The same democratic mandate was clearly apparent on the opening night of the gallery’s restaurant, Frank. At one of Gehry’s rainbow-hued tables, men in suits and ties sat with their fashionably dressed wives. At another, four students in jeans and hoodies seemed equally at home. Given the recent plunge in the economy, the restaurant’s decision to avoid formal fine dining looked like a touch of genius. But a more casual style had always been part of the overall plan. Frank is built on a framework of contradictory tensions: a restaurant that is an integral part of the gallery, but also independent of it; a place smart enough to satisfy members of the board of directors with guests to entertain, but easygoing enough to please art lovers seeking brunch.

At first glance, such opposites seem irreconcilable. “I know,” agrees the AGO’s executive chef, Anne Yarymowich, with a smile. “Will it work? You can never be sure. In the end, you just open and see what happens.” Her nonchalance is unconvincing. A massive amount of time and thought has gone into Frank, starting with the most basic questions about who would create it. The gallery’s executives didn’t have to look far to see the different ways in which other cultural institutions had recently answered the need for a restaurant. The Gardiner museum invited an outside chef, Jamie Kennedy, to build an independent operation on the new building’s third floor. The ROM brought in a highly respected American giant, Restaurant Associates, to create its food and beverage program from scratch—including C5, the pricey fine-dining restaurant under the Crystal’s dramatic pinnacles.

The AGO, however, was in a different position. Since her arrival in 1996, Yarymowich had proven an invaluable asset. The first restaurant she opened there, Agora, was a triumph. More importantly, she was an expert at the other side of the AGO’s food and beverage program: the banquets, catered parties and special events that not only brought in annual revenue to the tune of $3 million, but were also used to inspire and reward generosity during the endless fundraising campaigns.
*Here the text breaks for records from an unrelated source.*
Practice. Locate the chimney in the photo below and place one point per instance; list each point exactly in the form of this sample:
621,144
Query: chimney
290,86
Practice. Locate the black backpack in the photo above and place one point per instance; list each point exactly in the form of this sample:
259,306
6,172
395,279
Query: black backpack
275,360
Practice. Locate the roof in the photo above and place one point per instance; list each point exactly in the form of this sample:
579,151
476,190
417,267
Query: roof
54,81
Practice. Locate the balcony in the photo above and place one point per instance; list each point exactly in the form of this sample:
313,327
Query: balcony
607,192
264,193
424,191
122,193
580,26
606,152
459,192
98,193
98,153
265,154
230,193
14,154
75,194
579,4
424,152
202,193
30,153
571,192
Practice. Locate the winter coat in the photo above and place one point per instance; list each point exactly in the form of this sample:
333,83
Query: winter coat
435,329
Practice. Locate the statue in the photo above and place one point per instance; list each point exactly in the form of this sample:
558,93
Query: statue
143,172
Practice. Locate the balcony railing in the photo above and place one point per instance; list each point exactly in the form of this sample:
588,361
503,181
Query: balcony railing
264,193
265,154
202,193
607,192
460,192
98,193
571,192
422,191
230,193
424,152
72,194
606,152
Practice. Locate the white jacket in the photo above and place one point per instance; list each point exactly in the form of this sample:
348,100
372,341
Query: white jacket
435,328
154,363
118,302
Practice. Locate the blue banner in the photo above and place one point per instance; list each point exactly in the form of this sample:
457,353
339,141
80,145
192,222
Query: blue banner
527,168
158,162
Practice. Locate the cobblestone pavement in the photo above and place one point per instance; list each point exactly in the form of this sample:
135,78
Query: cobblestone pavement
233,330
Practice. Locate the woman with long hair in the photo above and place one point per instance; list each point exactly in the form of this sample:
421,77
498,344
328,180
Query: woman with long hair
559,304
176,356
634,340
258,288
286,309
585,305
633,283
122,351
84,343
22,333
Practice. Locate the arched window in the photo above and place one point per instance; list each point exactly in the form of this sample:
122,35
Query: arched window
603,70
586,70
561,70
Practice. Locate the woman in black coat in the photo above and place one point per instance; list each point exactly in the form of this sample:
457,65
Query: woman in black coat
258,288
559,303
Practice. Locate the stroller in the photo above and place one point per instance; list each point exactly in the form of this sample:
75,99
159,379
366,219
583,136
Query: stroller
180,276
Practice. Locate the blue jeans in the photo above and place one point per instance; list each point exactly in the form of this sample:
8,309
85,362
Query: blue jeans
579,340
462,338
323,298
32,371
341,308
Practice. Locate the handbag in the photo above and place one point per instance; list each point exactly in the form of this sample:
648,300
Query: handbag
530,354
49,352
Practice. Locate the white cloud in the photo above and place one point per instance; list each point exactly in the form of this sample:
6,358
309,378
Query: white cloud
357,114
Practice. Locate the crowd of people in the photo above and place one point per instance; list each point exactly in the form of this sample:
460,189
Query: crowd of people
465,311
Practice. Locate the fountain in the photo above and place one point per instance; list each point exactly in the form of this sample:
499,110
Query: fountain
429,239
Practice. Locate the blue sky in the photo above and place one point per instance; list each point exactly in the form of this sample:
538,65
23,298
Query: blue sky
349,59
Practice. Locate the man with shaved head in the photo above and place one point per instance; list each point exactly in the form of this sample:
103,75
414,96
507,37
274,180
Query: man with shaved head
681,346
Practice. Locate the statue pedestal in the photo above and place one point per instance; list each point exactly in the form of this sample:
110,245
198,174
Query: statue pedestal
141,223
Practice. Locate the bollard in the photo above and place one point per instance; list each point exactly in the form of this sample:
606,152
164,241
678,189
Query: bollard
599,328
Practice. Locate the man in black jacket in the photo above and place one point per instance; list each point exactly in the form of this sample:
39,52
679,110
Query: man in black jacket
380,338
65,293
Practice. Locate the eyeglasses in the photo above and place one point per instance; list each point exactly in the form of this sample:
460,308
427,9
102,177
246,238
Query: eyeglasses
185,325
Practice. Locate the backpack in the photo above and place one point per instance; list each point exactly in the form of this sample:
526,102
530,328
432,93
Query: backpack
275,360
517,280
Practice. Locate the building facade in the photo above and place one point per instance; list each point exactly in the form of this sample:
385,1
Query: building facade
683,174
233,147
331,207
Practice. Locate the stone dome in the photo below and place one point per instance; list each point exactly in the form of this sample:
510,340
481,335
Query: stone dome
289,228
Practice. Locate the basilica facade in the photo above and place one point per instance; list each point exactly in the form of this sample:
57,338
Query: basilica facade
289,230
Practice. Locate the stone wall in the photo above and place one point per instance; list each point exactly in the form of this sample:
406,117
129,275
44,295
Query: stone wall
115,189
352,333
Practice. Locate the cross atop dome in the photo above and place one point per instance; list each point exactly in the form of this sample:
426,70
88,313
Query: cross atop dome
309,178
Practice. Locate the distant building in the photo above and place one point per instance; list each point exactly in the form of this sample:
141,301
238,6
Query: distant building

Gallery management renewed her contract, so that she could stay on as part of the team to renovate the gallery, to create Frank and the café on the floor below, to work on projects as vast as the new banquet kitchen and as small as the fifth-floor espresso bar or the snack menu in the members’ lounge.

“It was gratifying to be asked,” recalls Yarymowich. “A vote of confidence.” Never­theless, the prospect of spending the next two years in an office instead of a kitchen was less than alluring, and headhunters were tempting her with other opportunities. “But in the end,” she says, “I have an incredible emotional attachment to the AGO, and it was too hard to walk away from the chance to be involved in this huge new vision.” There is something satisfying about the continuity, a feeling that remains intangible until you read Frank’s menu and recognize her style. It adds extra resonance to the excitement that crackles through every corner of the new gallery.

It would be hard to think of a chef better suited to the AGO job. Yarymowich has a degree in fine arts from the University of Ottawa, and she was a painter when I first met her, some 25 years ago—though, coming from a large Ukrainian family, she was already an accomplished cook. She took the two-year culinary management course at George Brown College and discovered a different medium for her artistry. In the late ’80s, she was chef at The Parrot on Queen West. In 1990, she opened Mildred Pierce, the whimsical restaurant owned by Donna Dooher and Kevin Gallagher. Over her six-year stint there, she established her reputation as a chef with a particular talent for contemporary takes on comfort food, as a generous mentor and as Toronto’s queen of brunch.

Moving to the AGO, her food became more refined, the flavours more elegantly balanced—and there was often wit on the menu, especially when she began creating dishes that reflected the gallery’s temporary exhibitions. I loved the line of hard-boiled quail’s eggs topped with different kinds of caviar that she created to mirror the taste of the Russian court during the Treasures of the Hermitage’s sojourn.